1) ALORS QUE pour constater l'existence d'un lien de causalité entre le choc survenu, en cours de transport, entre deux transformateurs et les dommages constatés sur l'un de ces transformateurs trois mois après sa livraison, la Cour d'appel retient « qu'il résulte des éléments versés aux débats » que ce choc « est la cause des désordres » et que « le lien de causalité résulte des éléments du dossier » ; qu'en se déterminant ainsi par le seul visa de documents non identifiés n'ayant pas fait l'objet d'une analyse même sommaire, la Cour d'appel a violé les articles 455 et 458 du code de procédure civile ;
2) ALORS QUE la présomption de responsabilité pesant sur le commissionnaire de transport suppose qu'il soit établi que le sinistre est survenu en cours de transport ; qu'en retenant que le commissionnaire de transport n'avait pas renversé la présomption de responsabilité pesant sur lui, sans avoir constaté, par des motifs opérants, que le sinistre, constaté trois mois après la livraison, était survenu en cours de transport, la Cour d'appel a violé les articles 1315 du code civil, L.132-5 et L.132-6 du code de commerce.
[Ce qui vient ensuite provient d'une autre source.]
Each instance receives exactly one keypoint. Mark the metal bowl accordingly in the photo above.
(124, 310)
DEUXIEME MOYEN DE CASSATION :
IL EST FAIT GRIEF à l'arrêt attaqué d'avoir déclaré le commissionnaire de transport (la société Geodis) responsable des dommages subis par l'expéditeur (la société Alstom Grid) et de l'avoir condamné à payer la somme principale de 1.842.080 € d'une part à l'assureur de l'expéditeur (la société Allianz) jusqu'à concurrence de la somme de 1.462.725,88 € et de la contrevaleur en euros de 380.000 USD, et d'autre part à l'expéditeur (la société Alstom Grid) pour le surplus ;
AUX MOTIFS QUE « sur les dommages au transformateur C22-04 : […] la société Geodis estime qu'elle ne saurait être tenue au paiement du coût des réparations de ce transformateur, fixées par l'expert judiciaire à 10.846 €, la démonstration n'étant pas faite que les manutentions dont il a fait l'objet le 16 juin 2002 soient à l'origine des désordres constatés le 18 juin 2002 ; […] que la société Alstom, ayant décidé de retourner à son usine de Saint Ouen le transformateur C21 pour y être réparé, a demandé à la société Geodis de sortir le transformateur C22 de sa cellule pour le déposer en face du massif où était installé le transformateur C21-03 pour être ensuite placé sur son massif ; que la société Geodis a confié cette opération à la société Nosco qui l'a réalisée dans la journée du 16 juin 2002 ; que la société Alstom a informé le commissaire d'avaries qu'elle avait constaté sur ce transformateur des désordres, celui-ci ayant aussitôt organisé une expertise et ayant procédé aux mêmes constatations que celles dont la société Alstom avait fait état » ;
1) ALORS QU'en s'abstenant de caractériser l'imputabilité des dommages signalés le 18 juin 2002 aux opérations réalisées par la société Nosco le 16 juin 2002, la Cour d'appel a privé sa décision de base légale au regard des articles L.132-5 et L.132-6 du code de commerce ;
2) ALORS QUE la société Geodis faisait valoir qu'il résultait du rapport de l'expert, M. A..., que les photographies prises par la société Alstom après la fin des opérations de manutention réalisées le 16 juin 2002 révélaient que la vanne du transformateur était intacte et que ce n'est que le lendemain que la cassure de la vanne avait été découverte, ce dont il se déduisait que les dommages n'étaient pas dus aux opérations réalisées par la société Nosco ; qu'en s'abstenant de répondre à ces conclusions, étayées par une pièce produite aux débats (conclusions de la société Geodis, p.18), la Cour d'appel a violé l'article 455 du code de procédure civile.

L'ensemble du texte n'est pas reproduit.